De bruiloft van Zeus en Hera

Jow, ik ben weer een (vind ik) erg goed boek aan het lezen. Over Griekse mythes, verteld als een sprookje en lekker leesbaar. Mythos van Stephen Fry. Een bestseller natuurlijk. Er stond een passage in die ik erg grappig vond. Zo grappig dat ik hem genoteerd heb en hieronder heb uitgetikt. Eén-op-één uit het boek. Dus als ik hiermee ontzettende plagiaat pleeg, weet dan dat ik het stuk ook direct weer er vanaf gooi als iemand zich meldt. Al zal dat wellicht niet gebeuren. Maar goed, je weet maar nooit. De passage gaat over de bruiloft tussen Zeus – de koning van de hemel en aarde – en Hera – de godin van het huwelijk en van de vruchtbaarheid. Eigenlijk waren het broer en zus, alleen waren er nog niet heel veel anderen daar. Dus ja dan krijg je dat (blijkbaar). Komptie…

De bruiloft

Nieuwe uitnodigingen om het huwelijk van Zeus en Hera bij te wonen gingen de deur uit, inderhaast bijgewerkt zodat ook dat van Afrodite en Hefaistos erop prijkte. Iedereen die voor de dubbele trouwerij werd uitgenodigd, nam de invitatie gretig aan. Zoiets was in de hele schepping nog nooit voorgevallen, maar die schepping had dan ook nooit een godin gekend als Hera met haar gevoel voor etiquette en haar diepe hang naar orde, ceremonieel en familie-eer.

Wekenlang hadden de nimfen van de bomen, rivieren, briesjes. bergen en oceanen het over niets anders dan dit huwelijksfeest. Ook de lagere goden uit de bossen – de wellustige faunen en de schorshuidige dryaden en hamadryaden – trokken uit ieder bos, woud en dal richting Olympos. Om het huwelijk nog wat extra cachet te geven schonk Zeus zelf enkele Titanen vergiffenis. Niet Atlas, uiteraard, of de al tijden verbannen Kronos, maar de minst bedreigende en gewelddadige, onder wie Iapetos en Hyperion, herkregen hun vrijheid.

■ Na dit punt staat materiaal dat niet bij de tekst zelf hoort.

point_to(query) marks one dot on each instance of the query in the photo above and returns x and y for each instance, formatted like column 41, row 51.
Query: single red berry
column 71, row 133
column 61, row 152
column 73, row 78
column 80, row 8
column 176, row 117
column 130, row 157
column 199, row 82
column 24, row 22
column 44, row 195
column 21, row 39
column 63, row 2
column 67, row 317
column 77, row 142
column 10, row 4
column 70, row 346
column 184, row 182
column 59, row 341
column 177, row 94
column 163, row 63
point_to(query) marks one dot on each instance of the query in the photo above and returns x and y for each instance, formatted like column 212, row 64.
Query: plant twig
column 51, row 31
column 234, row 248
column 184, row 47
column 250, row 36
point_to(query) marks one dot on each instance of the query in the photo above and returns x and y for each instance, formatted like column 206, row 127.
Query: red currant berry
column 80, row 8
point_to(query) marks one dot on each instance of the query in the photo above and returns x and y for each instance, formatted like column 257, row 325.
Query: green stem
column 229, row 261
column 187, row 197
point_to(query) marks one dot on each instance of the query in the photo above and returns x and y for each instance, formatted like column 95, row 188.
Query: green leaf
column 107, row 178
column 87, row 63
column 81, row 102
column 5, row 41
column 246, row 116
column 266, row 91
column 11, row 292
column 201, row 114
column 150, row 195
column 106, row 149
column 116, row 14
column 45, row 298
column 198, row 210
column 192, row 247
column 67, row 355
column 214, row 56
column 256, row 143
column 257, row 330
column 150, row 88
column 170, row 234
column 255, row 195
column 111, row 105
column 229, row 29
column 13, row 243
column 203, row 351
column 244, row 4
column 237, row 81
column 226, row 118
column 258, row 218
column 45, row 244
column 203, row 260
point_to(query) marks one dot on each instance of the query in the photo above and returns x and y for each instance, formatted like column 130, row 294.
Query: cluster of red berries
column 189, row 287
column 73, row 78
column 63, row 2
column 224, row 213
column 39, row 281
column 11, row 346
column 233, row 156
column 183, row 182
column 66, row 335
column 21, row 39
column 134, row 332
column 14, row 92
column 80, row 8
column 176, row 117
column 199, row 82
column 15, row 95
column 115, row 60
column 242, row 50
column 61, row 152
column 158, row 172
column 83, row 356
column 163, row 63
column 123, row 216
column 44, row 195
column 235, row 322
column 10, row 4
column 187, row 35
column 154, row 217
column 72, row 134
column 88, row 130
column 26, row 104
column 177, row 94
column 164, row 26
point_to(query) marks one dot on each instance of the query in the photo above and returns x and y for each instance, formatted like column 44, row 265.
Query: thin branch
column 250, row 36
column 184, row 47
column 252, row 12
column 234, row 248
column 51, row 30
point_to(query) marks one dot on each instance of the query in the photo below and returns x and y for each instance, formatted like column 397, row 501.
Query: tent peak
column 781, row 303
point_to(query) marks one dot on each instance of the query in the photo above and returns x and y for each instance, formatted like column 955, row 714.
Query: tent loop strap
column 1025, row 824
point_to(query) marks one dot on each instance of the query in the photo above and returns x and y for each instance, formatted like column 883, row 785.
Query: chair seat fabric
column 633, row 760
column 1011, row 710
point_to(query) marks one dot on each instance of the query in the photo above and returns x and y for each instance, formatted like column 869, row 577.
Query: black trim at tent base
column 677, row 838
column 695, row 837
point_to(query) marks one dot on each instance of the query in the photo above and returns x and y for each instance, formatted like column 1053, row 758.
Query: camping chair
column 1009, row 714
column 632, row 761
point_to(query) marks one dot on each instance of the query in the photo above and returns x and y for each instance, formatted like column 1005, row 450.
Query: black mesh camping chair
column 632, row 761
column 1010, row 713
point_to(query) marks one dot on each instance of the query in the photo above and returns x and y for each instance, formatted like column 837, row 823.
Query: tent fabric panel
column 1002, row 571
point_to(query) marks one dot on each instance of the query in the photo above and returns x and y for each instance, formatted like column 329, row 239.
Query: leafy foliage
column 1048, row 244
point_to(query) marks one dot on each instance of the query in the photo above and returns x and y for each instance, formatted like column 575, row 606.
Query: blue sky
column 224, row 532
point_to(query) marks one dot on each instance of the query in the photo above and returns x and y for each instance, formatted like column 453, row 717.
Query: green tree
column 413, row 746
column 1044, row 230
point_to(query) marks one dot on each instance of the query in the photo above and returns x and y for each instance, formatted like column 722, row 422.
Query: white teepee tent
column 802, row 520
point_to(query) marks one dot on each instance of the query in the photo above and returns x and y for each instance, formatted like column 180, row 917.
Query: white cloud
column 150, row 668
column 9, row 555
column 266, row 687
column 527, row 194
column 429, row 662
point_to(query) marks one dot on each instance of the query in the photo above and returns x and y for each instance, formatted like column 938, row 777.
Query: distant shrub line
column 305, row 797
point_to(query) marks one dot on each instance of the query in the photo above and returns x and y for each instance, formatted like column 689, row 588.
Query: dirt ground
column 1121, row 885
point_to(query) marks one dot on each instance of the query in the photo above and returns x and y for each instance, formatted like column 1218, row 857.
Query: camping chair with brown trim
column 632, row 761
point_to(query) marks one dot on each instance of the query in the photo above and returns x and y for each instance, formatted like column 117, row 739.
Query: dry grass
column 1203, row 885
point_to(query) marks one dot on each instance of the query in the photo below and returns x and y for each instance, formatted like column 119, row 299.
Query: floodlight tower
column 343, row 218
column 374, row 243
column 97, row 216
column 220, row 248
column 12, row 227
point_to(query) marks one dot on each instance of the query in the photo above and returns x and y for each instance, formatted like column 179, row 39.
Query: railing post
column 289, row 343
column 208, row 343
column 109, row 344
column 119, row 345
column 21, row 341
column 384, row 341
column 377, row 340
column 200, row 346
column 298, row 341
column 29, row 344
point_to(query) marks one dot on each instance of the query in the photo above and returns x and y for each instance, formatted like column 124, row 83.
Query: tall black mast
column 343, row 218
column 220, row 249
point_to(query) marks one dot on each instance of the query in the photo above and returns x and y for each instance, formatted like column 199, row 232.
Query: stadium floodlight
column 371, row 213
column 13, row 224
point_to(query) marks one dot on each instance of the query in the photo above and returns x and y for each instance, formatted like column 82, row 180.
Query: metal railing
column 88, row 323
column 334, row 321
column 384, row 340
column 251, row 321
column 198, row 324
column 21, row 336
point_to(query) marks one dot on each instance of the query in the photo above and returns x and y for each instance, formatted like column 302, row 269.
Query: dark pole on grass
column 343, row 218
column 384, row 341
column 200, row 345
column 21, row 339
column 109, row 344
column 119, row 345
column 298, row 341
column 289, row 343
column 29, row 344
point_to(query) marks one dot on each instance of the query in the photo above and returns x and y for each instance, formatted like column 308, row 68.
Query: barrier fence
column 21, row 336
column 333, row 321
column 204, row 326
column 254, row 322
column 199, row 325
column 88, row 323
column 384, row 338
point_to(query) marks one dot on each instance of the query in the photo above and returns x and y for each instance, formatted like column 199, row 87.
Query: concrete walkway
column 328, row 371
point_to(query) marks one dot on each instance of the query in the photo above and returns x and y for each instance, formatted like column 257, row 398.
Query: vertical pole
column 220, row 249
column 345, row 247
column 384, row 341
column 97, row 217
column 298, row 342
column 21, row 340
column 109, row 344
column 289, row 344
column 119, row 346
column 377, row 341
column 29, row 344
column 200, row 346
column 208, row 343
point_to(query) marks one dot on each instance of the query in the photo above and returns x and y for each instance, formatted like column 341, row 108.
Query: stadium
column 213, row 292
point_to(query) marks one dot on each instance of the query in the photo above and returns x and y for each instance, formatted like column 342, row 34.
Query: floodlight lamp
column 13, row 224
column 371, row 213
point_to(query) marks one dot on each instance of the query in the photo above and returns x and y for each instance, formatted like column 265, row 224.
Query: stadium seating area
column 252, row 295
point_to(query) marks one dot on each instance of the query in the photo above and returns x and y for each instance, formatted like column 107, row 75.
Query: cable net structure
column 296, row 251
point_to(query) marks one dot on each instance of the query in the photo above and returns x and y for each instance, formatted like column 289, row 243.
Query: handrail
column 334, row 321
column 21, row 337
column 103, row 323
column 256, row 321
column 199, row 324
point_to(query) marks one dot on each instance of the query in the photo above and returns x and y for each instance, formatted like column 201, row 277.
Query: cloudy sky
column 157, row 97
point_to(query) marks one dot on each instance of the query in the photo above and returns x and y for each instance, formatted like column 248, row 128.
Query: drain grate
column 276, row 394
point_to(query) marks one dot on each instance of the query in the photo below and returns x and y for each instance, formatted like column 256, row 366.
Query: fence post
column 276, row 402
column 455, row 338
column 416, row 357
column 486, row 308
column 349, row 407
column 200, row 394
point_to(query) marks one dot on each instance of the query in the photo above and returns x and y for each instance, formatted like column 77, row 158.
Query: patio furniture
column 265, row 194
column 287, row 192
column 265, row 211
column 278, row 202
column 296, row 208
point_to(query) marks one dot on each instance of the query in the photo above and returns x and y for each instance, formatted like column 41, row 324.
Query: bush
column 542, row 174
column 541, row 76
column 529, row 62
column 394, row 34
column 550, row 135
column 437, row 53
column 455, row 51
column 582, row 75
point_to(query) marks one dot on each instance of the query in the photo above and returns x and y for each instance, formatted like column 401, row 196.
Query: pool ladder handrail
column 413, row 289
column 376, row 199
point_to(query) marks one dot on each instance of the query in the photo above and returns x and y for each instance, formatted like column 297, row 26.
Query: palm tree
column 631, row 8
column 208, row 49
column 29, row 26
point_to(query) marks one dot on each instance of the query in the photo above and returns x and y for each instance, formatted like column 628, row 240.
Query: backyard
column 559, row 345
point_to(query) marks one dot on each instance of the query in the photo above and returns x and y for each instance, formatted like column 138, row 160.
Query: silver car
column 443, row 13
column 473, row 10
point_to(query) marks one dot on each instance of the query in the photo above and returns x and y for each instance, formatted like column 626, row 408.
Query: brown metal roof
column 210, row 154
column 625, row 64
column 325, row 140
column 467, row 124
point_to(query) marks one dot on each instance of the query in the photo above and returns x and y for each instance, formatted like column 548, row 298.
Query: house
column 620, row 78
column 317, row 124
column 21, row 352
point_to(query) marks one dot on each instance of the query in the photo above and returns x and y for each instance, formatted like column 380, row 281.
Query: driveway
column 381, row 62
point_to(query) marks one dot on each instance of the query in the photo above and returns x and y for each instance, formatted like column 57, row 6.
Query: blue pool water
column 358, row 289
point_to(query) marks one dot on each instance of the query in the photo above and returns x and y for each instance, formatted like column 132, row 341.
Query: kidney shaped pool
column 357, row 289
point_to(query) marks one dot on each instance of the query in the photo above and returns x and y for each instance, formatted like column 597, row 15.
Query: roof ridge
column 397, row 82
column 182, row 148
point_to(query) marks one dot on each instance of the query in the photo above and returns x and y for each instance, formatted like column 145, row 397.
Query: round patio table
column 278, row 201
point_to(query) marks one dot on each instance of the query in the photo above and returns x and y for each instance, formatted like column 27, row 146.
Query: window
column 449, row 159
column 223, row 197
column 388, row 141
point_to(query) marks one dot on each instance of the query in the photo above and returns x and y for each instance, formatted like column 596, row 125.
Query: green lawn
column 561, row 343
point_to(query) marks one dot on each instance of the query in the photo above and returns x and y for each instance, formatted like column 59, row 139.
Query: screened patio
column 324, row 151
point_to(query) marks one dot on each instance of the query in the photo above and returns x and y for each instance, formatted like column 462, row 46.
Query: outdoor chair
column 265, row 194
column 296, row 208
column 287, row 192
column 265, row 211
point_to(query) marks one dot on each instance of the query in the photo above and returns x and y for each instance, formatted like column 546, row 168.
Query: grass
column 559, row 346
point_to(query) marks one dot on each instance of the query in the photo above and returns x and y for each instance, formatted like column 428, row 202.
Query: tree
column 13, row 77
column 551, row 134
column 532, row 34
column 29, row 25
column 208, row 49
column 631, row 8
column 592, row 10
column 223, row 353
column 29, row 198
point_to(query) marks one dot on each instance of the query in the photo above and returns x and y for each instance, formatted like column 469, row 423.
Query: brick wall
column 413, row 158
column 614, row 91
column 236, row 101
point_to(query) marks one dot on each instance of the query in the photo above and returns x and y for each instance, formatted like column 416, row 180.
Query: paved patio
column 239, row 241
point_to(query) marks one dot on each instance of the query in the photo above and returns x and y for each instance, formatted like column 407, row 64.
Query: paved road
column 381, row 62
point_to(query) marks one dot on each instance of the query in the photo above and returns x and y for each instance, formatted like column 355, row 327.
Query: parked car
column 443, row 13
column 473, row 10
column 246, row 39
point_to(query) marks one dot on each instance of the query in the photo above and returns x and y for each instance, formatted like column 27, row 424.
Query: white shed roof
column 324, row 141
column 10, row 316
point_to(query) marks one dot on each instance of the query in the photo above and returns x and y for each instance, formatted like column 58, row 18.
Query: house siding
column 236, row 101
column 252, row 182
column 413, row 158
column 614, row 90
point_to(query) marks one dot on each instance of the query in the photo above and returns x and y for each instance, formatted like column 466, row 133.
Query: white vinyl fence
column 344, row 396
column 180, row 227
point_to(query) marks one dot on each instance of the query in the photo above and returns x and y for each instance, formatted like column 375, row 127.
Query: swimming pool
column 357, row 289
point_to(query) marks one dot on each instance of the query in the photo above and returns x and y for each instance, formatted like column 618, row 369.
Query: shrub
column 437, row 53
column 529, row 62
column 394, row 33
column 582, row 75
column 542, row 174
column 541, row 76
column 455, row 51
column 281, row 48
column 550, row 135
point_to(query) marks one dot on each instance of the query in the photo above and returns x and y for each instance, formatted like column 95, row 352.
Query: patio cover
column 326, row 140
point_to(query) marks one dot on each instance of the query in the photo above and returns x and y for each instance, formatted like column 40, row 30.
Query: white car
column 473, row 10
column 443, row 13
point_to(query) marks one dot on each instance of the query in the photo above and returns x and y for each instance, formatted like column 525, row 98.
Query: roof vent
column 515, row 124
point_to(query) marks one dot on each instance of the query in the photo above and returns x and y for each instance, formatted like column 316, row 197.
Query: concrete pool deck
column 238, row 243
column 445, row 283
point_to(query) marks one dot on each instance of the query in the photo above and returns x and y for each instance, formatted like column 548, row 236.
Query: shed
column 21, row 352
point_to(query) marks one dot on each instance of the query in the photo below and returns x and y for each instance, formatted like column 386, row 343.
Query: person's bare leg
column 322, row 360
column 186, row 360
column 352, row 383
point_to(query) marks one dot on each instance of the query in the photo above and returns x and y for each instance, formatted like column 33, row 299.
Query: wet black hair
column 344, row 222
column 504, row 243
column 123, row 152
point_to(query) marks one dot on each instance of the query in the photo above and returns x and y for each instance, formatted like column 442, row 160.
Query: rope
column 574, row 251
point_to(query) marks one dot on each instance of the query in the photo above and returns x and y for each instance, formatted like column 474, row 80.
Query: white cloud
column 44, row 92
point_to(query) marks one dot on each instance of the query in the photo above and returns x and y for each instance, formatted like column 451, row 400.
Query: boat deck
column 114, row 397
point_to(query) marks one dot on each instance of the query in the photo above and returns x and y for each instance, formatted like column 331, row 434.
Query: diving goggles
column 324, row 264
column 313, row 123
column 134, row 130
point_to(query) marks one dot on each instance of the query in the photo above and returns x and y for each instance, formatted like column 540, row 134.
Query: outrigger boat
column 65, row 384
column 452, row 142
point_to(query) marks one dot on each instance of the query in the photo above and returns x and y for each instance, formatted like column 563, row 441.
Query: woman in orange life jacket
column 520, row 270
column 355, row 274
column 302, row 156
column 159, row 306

Ter verhoging van de spanning van een ceremonie waarnaar toch al door iedereen reikhalzend werd uitgekeken, liet Zeus verkondigen dat wie het heerlijkste, orgineelste gerecht wist te bedenken hem om willekeurig welke gunst mocht vragen. De lagere goden en de dieren raakten opgewonden bij het idee zichzelf in de kijken te kunnen spelen. Muizen, kikkers, hagedissen, beren, bevers en berggeiten bedachten recepten voor gerechten om Zeus en Hera voor te zetten. Er waren taarten. broodjes, koekjes, soepen, terrines van palingvel en pap van mossen en zwammen. Van alles, zoet, zilt, zuur, bitter en hartig, werd op schraagtafels gezet, zodat de koning en de koningin van de goden ervan konden proeven.

Maar eerst werden de twee huwelijken voltrokken. Dat van Afrodite en Hefaistos, en daarna dat van Zeus en Hera. De plechtigheid werd met aandoenlijke eenvoud geleid door Hestia, die de vier een voor een zalfde met aromatische olien, hun geparfumeerde rood toewaaierde en met zachte, welluidende stem hymnen zon over vriendschap, dienstbaarheid en wederzijds respect. Familie en gasten keken toe, velen met een brok in de keel en tranen in de ogen. Een faun die nogal tactloos snotterde wat een prachtig paar Afrodite en Hefaistos waren, werd door een narrige Ares beloond met een ferme schop tegen zijn achterwerk.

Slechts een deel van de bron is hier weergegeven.